Principais
consumidores de dispositivos eletrônicos de fumo, adolescentes e jovens estão
no centro das preocupações dos especialistas; Danos a longo prazo não podem ser
totalmente medidos, mas dados coletados até aqui acenam para um retrocesso no
combate ao tabagismo e controle dos casos de câncer em decorrência do fumo em
todo o mundo
Era para ser uma era de otimismo, pelo menos em se
tratando de tabagismo no Brasil: a geração Z, aquela nascida entre 1995 e 2010,
seria a primeira com níveis históricos de não fumantes. Isso porque ao longo de
30 anos políticas e leis vêm sendo aplicadas para reduzir esse consumo. Porém,
a realidade vem se mostrando diferente e perigosa. A chegada dos vapes
e cigarros eletrônicos atrai cada vez mais os jovens e seu consumo,
provavelmente tão maléfico quanto o tabaco, coloca décadas de luta em cheque.
No Brasil, um levantamento do Ipec (Inteligência em
Pesquisa e Consultoria) aponta que 2,2 milhões de adultos (1,4%) afirmaram ter
consumido os dispositivos eletrônicos para fumar até 30 dias antes da pesquisa.

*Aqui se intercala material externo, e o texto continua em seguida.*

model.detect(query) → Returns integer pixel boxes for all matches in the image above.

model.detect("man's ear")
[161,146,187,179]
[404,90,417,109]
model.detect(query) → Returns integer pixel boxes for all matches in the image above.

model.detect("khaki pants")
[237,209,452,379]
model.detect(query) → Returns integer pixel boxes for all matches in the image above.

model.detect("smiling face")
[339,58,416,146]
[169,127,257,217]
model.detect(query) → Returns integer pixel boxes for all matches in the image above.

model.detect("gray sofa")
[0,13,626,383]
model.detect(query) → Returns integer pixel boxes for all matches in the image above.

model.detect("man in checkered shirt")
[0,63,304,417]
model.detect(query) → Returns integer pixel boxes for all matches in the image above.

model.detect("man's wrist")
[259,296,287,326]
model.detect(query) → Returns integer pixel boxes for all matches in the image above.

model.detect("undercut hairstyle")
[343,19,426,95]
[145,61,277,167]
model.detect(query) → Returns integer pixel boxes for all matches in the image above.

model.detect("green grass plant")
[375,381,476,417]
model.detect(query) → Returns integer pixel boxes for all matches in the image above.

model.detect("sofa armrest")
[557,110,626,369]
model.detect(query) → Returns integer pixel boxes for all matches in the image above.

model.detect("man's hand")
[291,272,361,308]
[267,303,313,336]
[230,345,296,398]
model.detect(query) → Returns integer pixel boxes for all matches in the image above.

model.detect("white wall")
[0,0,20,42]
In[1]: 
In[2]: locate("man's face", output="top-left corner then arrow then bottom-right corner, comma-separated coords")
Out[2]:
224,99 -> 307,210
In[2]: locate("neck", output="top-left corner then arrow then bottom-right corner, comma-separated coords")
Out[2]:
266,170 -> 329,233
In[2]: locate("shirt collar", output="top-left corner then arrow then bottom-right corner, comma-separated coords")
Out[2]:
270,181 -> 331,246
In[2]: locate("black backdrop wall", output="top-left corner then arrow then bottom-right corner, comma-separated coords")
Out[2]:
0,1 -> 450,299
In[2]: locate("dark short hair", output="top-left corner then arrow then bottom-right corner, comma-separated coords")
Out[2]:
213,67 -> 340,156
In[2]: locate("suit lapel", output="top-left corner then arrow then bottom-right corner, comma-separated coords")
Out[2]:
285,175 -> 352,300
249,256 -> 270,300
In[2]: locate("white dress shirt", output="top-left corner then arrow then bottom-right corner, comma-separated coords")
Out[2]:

Em 2018, o índice era de 0,3% entre a população, menos de 500 mil consumidores.
E o problema vai além: cerca de 6 milhões de adultos fumantes afirmam já ter
experimentado cigarro eletrônico, o que representa 25% do total de fumantes de
cigarros industrializados, um acréscimo de 9 pontos percentuais em relação a
2019, conforme a mesma pesquisa. Tendência semelhante ocorre nos Estados
Unidos, onde uma em cada cinco pessoas (20%) entre 18 e 29 anos usa produtos
vaping, segundo o National Youth Tobacco Survey (NYTS).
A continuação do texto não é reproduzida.